# Links within Outlook not opening IE



## minahrock (Aug 14, 2004)

Hello, 
I am having difficult with links within Microsoft Outlook email: when clicking on a link, either a blank IE page will open up or I will get nothing at all. Specifically it seems that if IE is already open, nothing happens. If IE is not open, then a blank page comes up.

Any ideas?


----------



## dugq (Jul 16, 2004)

Hi, 

this may help, go to start-run and then enter all these commands one by one
regsvr32 urlmon.dll
regsvr32 Shdocvw.dll
regsvr32 Msjava.dll
regsvr32 Actxprxy.dll
regsvr32 Oleaut32.dll
regsvr32 Mshtml.dll
regsvr32 Browseui.dll
regsvr32 Shell32.dll#

You should get a message saying the registration has succeded after each one.


----------



## minahrock (Aug 14, 2004)

Thanks, did each one successfully, except with the last one to which I received the following message:
Load library ("shell 32.dll#) failed The specified module could not be found


----------



## Bob Cerelli (Nov 3, 2002)

Looks like that last one was a typo (regsvr32 Shell32.dll#).

Should be:
regsvr32 Shell32.dll

It should also have been noted that this is for indows2000 or XP only.


----------



## minahrock (Aug 14, 2004)

Thanks Bob, but still not working. 

Any other suggestions?


----------



## sekirt (Mar 28, 2003)

When posting, always state your OS and version numbers along with names of programs involved in your problem. The correct answers can depend on this vital information.

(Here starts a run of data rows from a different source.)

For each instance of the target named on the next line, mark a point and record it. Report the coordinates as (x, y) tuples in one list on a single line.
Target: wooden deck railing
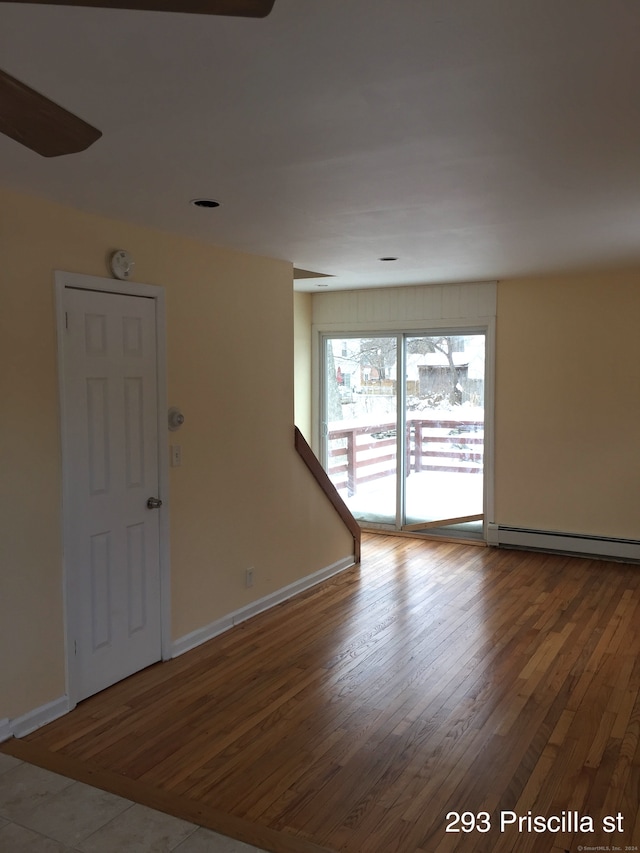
[(359, 454), (312, 463)]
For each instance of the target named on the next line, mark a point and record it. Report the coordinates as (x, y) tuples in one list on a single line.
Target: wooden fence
[(359, 454)]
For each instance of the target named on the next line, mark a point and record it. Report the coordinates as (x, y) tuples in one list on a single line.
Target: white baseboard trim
[(32, 720), (626, 550), (5, 730), (208, 632)]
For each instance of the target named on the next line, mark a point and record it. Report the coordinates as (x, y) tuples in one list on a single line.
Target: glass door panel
[(444, 413), (360, 424)]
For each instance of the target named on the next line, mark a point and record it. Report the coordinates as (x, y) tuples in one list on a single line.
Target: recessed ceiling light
[(204, 202)]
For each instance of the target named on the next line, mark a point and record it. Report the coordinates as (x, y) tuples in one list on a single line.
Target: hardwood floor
[(434, 678)]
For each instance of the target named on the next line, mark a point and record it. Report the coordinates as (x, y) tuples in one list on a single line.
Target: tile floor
[(42, 812)]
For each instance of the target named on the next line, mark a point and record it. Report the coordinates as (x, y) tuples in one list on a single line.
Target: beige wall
[(568, 404), (242, 496), (302, 361)]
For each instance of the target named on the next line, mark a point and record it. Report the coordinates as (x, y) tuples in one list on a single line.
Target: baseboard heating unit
[(626, 550)]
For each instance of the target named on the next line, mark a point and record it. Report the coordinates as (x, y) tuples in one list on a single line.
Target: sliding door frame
[(485, 326)]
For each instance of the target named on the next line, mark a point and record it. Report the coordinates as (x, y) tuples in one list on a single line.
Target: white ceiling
[(472, 139)]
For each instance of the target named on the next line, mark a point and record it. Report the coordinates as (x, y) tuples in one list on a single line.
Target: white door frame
[(79, 281)]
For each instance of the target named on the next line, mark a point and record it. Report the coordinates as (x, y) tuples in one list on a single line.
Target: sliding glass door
[(361, 423), (444, 416), (407, 454)]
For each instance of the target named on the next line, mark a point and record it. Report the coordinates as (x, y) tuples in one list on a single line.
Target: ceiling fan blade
[(238, 8), (35, 121)]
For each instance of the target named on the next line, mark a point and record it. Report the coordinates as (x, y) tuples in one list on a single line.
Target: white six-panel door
[(110, 453)]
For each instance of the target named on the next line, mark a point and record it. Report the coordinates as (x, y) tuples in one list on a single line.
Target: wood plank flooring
[(433, 678)]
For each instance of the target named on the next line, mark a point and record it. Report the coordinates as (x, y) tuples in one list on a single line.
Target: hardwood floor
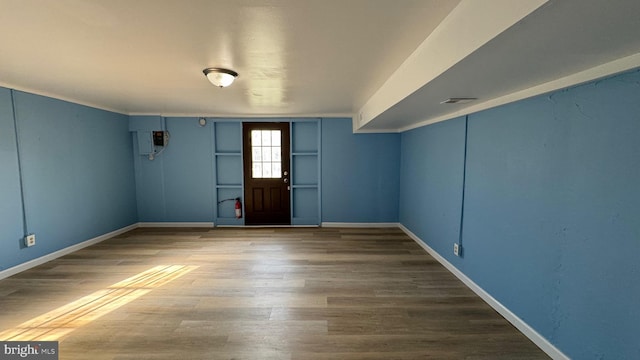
[(291, 293)]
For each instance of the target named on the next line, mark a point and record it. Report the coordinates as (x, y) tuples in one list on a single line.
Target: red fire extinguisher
[(238, 208)]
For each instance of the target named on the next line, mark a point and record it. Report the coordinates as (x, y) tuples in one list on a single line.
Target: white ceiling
[(387, 62)]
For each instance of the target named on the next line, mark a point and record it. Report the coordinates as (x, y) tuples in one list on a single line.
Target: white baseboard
[(176, 224), (363, 225), (524, 328), (68, 250)]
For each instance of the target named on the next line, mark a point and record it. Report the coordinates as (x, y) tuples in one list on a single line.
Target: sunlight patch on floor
[(63, 320)]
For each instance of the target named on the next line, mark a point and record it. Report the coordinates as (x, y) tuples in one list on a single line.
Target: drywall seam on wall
[(25, 226), (522, 326)]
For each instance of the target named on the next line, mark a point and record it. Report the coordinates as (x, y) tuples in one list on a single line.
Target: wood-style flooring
[(269, 293)]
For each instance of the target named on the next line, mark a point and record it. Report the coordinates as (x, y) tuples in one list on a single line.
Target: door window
[(266, 154)]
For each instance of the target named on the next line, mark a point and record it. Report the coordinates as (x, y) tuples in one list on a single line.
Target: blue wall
[(77, 174), (360, 174), (551, 210), (431, 187), (11, 229), (177, 185), (359, 179)]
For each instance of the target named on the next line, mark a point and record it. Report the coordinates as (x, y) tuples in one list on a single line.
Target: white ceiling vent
[(458, 100)]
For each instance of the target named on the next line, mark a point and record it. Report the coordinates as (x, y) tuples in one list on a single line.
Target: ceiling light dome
[(220, 77)]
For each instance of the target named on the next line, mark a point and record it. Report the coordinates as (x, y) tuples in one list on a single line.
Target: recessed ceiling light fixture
[(458, 100), (220, 77)]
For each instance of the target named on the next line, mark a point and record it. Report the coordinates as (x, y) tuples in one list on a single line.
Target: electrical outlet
[(30, 240)]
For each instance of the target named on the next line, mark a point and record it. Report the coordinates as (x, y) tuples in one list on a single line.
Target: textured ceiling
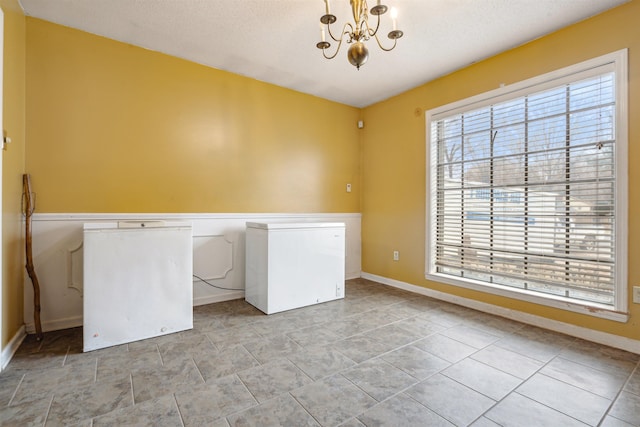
[(274, 40)]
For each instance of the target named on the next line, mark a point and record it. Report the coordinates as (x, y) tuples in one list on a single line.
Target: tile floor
[(380, 357)]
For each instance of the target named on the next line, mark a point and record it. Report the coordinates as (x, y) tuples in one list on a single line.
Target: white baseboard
[(56, 325), (530, 319), (12, 347), (210, 299)]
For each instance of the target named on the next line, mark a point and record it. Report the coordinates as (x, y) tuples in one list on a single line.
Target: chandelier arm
[(344, 31), (385, 48), (324, 53)]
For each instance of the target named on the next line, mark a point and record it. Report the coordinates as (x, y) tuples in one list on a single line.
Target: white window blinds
[(523, 189)]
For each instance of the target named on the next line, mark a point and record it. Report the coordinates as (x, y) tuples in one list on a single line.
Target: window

While you say Outlook and some of these instructions say Outlook Express, that is OK. The problem is mainly a malfunction with Internet Explorer. Here are a couple of MS sheets to help you verify settings and additional instructions.

177054 - Internet shortcuts do not start Web browser
http://support.microsoft.com/defaul...port/kb/articles/q177/0/54.asp&NoWebContent=1

281679 - Nothing occurs after you click a link

http://support.microsoft.com/default.aspx?scid=kb;en-us;Q281679&sd=tech

sekirt


----------



## minahrock (Aug 14, 2004)

I am using Outlook 2002 10.2627. I am operating on Windows XP. I just installed the service pack 2. Installing this didn't help the issue. Links are still not working
IE is set as my default browser. At http://support.microsoft.com/default.aspx?scid=kb;en-us;Q281679&sd=tech it asks me to "verify that the following registry values are present and correct" in the Resolution section. Could you please specify how to accomplish this?

Thanks,
Annemarie


----------



## sekirt (Mar 28, 2003)

The basics are:
1) Back up your registry. Because if you make a serious mistake, your computer may not run. 
2) Go to Start->Run. Type: *regedit* and click OK.
3) In the left panel look for all those listed in the MS article 281679 to verify they are in place.
4) For various values, in the right panel, click to highlight and then click modify to be able to see if they are in place.

Here are more detailed instructions from Microsoft:

*Windows XP* 
Regedit.exe is the configuration editor for Windows XP.. Regedit.exe is used to modify the Windows NT configuration database, or the Windows NT registry. This editor allows you to view or modify the Windows NT registry. It supports setting security on registry keys, viewing and editing REG_EXPAND_SZ and REG_MULTI_SZ, and saving and restoring hive files. On the leftside, there are folders that represent registry keys. On the right side,there are the values associated with the selected registry key. Regedit isa powerful tool. You must use extreme caution when you use it to changeregistry values. Missing or incorrect values in the registry can make the Windows installation unusable. 
http://support.microsoft.com/default.aspx?kbid=141377

*Microsoft Windows registry*
http://support.microsoft.com/default.aspx?scid=kb;EN-US;256986

sekirt


----------